COOL the blood — inflammatory optic neuritis. When Liver Qi stagnation has converted to fire and that fire is driving an inflammatory attack on the optic nerve, the first formula strategy is to clear the heat and cool the blood. This is not symptomatic palliation — it is removing the fuel source for the inflammatory process.

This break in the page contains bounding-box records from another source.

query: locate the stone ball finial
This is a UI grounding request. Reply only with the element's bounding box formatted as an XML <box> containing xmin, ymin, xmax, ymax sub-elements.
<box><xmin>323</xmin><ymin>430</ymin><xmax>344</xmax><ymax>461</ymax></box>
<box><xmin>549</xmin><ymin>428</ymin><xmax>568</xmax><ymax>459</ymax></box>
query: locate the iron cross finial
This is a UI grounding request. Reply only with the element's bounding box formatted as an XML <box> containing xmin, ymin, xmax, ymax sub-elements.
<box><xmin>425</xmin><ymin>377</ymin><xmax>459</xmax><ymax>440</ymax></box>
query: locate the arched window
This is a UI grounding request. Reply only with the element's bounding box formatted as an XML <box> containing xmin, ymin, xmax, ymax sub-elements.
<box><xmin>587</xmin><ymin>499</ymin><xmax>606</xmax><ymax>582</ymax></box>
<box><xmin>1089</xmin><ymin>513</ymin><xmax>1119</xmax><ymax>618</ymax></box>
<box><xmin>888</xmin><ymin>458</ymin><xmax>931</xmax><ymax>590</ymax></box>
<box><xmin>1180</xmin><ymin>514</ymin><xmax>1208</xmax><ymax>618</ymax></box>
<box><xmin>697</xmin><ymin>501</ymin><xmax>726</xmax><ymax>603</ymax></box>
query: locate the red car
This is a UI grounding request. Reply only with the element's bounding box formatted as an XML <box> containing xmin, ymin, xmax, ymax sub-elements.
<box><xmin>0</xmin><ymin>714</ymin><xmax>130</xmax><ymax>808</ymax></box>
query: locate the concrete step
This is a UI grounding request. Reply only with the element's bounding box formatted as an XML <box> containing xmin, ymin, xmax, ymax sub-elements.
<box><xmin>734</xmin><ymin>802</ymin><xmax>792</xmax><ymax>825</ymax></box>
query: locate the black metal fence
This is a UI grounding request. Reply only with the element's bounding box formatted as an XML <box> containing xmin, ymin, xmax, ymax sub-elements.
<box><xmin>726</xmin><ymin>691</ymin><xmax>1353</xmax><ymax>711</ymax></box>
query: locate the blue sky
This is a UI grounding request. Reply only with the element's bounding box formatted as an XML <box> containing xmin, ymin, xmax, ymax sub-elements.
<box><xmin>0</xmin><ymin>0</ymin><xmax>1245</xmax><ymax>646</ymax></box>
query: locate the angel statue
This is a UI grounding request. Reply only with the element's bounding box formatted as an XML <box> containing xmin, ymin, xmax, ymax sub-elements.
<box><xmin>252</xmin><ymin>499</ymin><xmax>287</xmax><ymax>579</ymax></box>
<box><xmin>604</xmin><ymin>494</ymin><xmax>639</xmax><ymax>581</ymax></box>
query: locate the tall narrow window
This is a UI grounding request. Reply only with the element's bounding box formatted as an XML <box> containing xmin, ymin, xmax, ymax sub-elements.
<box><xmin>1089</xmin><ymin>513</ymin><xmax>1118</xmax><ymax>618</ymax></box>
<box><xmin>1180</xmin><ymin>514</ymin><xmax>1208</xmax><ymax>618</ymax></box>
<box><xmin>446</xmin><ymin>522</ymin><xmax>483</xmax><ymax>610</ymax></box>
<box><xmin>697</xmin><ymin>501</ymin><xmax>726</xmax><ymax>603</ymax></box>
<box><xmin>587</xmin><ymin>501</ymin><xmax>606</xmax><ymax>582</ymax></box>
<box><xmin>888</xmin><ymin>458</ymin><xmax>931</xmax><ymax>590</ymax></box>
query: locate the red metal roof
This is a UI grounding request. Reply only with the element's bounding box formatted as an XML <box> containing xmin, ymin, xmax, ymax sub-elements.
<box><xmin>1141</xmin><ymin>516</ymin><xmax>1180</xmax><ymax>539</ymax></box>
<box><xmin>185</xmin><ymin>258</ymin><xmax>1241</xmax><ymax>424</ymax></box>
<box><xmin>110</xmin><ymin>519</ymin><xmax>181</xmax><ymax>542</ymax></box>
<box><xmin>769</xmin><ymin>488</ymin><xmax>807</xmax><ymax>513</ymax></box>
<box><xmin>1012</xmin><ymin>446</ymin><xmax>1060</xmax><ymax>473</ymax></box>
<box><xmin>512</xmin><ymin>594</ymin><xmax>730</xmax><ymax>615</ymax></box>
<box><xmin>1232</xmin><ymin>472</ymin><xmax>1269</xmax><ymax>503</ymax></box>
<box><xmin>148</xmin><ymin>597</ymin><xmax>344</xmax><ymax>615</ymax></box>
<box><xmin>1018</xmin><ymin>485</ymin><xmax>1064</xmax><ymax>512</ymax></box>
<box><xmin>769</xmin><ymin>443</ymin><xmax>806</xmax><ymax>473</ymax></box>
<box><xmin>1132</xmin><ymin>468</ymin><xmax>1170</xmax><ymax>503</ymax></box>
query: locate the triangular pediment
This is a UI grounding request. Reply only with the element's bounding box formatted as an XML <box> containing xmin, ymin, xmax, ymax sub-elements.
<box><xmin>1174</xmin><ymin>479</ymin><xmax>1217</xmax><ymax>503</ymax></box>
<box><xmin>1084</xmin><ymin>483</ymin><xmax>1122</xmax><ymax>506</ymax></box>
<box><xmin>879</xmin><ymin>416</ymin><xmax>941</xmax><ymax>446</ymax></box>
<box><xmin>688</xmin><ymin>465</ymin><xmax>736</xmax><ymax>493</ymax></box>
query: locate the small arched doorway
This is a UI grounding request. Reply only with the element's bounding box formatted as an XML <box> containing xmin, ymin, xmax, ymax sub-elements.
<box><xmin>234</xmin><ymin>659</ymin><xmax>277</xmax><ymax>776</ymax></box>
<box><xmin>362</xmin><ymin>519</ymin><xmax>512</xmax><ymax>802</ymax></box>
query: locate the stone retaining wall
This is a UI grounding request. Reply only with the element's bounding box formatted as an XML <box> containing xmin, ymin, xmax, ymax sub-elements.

The primary formula for acute Liver-channel heat attacking the optic nerve is Long Dan Xie Gan Tang (Lóng Dǎn Xiè Gān Tāng, 龙胆泻肝汤) — the classical Liver-channel heat-draining formula. Long Dan Cao (龙胆草, Gentiana) is one of the most bitter-cold herbs in the materia medica, specifically indicated for Liver and Gallbladder fire rising to the head and eyes. Zhi Zi (栀子, Gardenia) and Huang Qin (黄芩, Scutellaria) clear the heat at the Qi level. Mu Tong (木通) and Ze Xie (泽泻) provide an exit route through the urine. Sheng Di Huang (生地黄, Raw Rehmannia) cools and generates the Blood that is being scorched by the heat. This formula is for an active, hot, acute inflammatory presentation — the patient with pain on eye movement, rapidly deteriorating vision, and a pulse that is wiry, rapid, and full. It is not a constitutional formula; it clears the acute pathogenic layer so the deeper constitutional work can proceed.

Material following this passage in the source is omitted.